Augusto Dabó

Personal information
- Full name: Augusto Júlio Dabó
- Date of birth: 13 March 2004 (age 21)
- Place of birth: Bissau, Guinea-Bissau
- Height: 1.86 m (6 ft 1 in)
- Position: Left-back

Team information
- Current team: Beroe
- Number: 27

Youth career
- 2020–2022: Boavista

Senior career*
- Years: Team / Apps / (Gls)
- 2022–2025: Boavista / 16 / (0)
- 2025–: Beroe / 13 / (0)

International career^{‡}
- 2024–: Guinea-Bissau / 1 / (0)

= Augusto Dabó =

Bissau-Guinean footballer (born 2004)

Augusto Júlio Dabó (born 13 March 2004) is a Bissau-Guinean professional footballer who plays as a left-back for Bulgarian First League club Beroe Stara Zagora and the Guinea-Bissau national team.

==Professional career==
Born in Guinea-Bissau, Dabo moved to Portugal at a young age. He is a youth product of Boavista, and was part of their U19 team that won the second division national trophy for that category in the 2021–22 season. He was named to their senior team for the 2022–23 season in the Primeira Liga.

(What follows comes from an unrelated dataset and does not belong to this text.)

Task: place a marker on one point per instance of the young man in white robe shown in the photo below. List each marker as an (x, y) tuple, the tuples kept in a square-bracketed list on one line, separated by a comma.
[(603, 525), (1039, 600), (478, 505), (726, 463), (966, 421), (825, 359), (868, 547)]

He made his professional debut as a substitute for Boavista as a substitute in the 90+6th minute in a 1–0 Primeira Liga win over Portimonense on 7 August 2022, and had a goal called off in his appearance.

==International career==
In November 2024, Dabó was called up to the Guinea-Bissau national team for a set of 2025 Africa Cup of Nations qualification matches.